Se você perto de um computador ou TV no início deste mês, você não poderia escapar da história sobre um passageiro violentamente arrastado de um avião lotado da United Airlines. Em vez de se concentrar no vídeo ou nas minúcias dos contratos de transporte de passageiros, vamos olhar para uma grande história do segundo dia: o que o pesadelo de relações públicas significava para o negócio da United.

Adivinhe qual dessas três manchetes teve melhor desempenho:

Fortune: Aqui está o quanto as ações da United Airlines cairam depois da Controvérsia da Remoção de Passageiros

Gizmodo: United perde US$ 800 milhões em valor após passageiro ser arrastado fora do avião

MarketWatch: As ações da United estão caindo 3% e arrancando US$ 675 milhões do valor de mercado da compania aérea

A segunda manchete explodiu com a competição. Mas o “porquê” por trás de seu sucesso é muito mais importante do que olhar para as métricas sozinho; Os números nem sempre são replicáveis, mas a lógica subjacente é.

Não importa quão grande o seu conteúdo é, se você não o prepara corretamente, poucos irão lê-lo ou o compartilharão. Escrever uma grande manchete e escolher uma imagem de capa dinâmica para cada artigo importa mais agora do que nunca — em um feed do Facebook tão lotado que já está desativando links para o vídeo, você está jogando um jogo de soma zero para a atenção do seu público. Essa manchete e imagem são freqüentemente tudo que alguém vai olhar.

Não escreva histórias ruins

A alquimia por trás das histórias de sucesso começa em não produzir lixo. Se você bconsegue uma grande manchete e imagem em um artigo sem valor, você vai chatear o seu público. Lembre-se do Upworthy em 2013? Bem, ao invés de fazer você adivinhar o que acontece em seguida, é assim: as pessoas fecham o seu site, ficam desinteressados por sua marca, e o Facebook esmaga seu modelo insustentável. Foi divertido, contudo.

Dê ao seu público o que ele quer

Para começar, você precisa conhecer o seu público e o que ele gosta. Para a maioria dos editores, isso envolve análise e estudo do KPI — mas, como explica este estudo da Reuters Institute de 2016, ouvir que o tempo gasto em um artigo é de cinco segundos, e saber o que você pode fazer sobre isso é outra coisa.

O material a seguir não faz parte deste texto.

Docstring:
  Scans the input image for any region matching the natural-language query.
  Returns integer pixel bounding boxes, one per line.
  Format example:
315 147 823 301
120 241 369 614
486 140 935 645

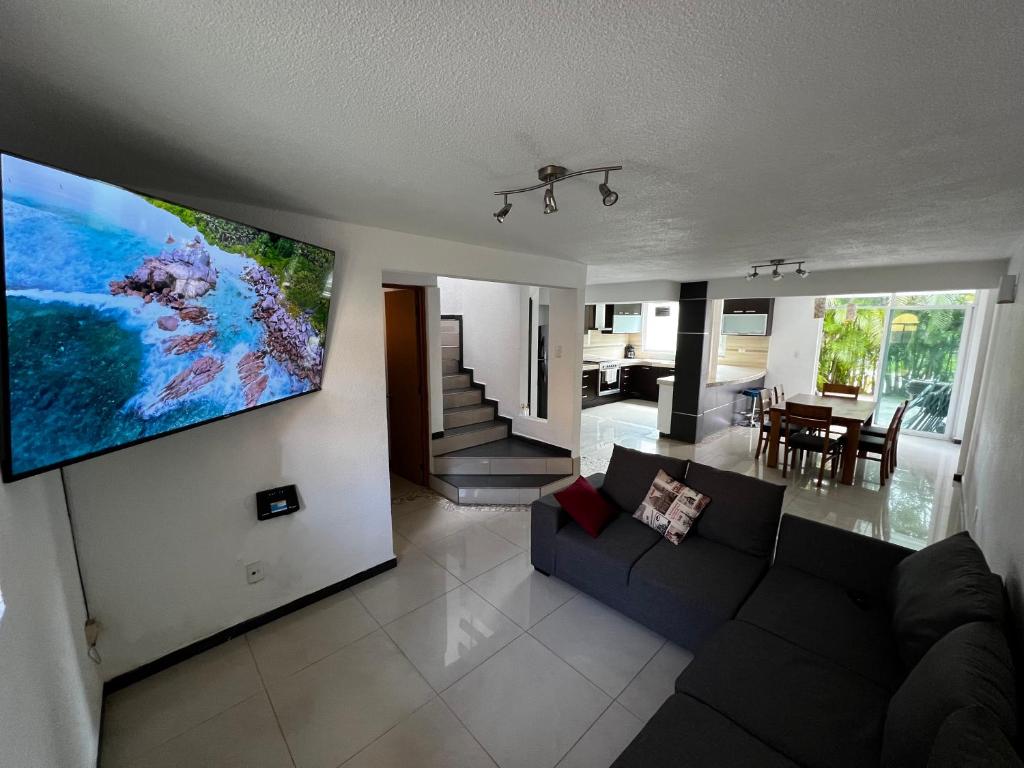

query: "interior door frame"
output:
381 283 430 486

A MarketWatch tinha um excelente, mas simples ângulo na monitoração das ações da United no dia seguinte ao ultraje da Internet. Na verdade, as ações da empresa caíram em até 4,5 por cento na terça-feira, 11 de abril. O artigo da MarketWatch foi publicado e promovido em torno do mais baixo ponto das ações.

É uma boa história, sem dúvida. A Fortune fez quase a mesma história, que foi veiculada um pouco mais tarde.

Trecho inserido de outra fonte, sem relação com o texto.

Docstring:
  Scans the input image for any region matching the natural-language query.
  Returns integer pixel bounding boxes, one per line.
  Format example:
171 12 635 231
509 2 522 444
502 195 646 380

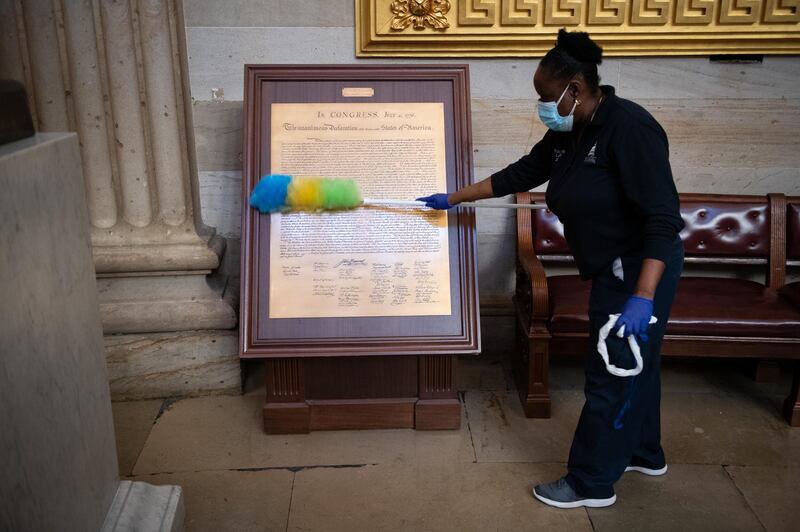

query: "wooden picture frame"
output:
239 65 480 432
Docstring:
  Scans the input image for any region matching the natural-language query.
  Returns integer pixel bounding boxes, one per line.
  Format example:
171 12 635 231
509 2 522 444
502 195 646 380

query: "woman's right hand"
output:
417 194 453 211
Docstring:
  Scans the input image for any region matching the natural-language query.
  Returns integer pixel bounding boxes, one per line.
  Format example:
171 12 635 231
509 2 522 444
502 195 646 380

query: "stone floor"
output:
113 354 800 532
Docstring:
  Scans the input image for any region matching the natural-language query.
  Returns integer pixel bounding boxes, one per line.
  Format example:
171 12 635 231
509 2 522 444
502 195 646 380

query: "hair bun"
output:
556 28 603 65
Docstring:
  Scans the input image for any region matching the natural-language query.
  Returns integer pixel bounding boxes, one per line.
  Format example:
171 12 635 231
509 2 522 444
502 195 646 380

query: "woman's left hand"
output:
611 296 653 342
417 194 453 211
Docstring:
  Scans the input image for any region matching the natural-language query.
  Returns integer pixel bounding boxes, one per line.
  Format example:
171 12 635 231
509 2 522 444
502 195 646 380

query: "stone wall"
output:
185 0 800 311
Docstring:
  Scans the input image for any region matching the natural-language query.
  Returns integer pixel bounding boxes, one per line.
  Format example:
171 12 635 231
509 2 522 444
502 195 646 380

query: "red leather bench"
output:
512 192 800 426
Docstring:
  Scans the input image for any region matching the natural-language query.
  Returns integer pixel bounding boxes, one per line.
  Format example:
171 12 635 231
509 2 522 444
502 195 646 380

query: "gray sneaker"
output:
625 464 667 477
533 478 617 508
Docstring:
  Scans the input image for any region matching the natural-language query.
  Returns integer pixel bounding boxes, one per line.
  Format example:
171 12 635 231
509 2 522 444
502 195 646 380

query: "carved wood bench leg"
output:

Então vem a versão do Gizmodo da mesma história — o vencedor claro.

O Gizmodo escreveu o que é efetivamente a mesma história, mas com uma manchete superior que levou a 25.000 ações e 89.000 interações.

Utilize pontos de referência concisos e relevantes

Tendo “United” na capa; Imediatamente lhe diz onde você está indo. Mais importante, em alguns aspectos, esta história é realmente sobre ‘schadenfreude’ (prazer pelo sofrimento alheio). As pessoas gostam de reclamar sobre viagens aéreas, mas esta história leva esse sentimento para um novo nível.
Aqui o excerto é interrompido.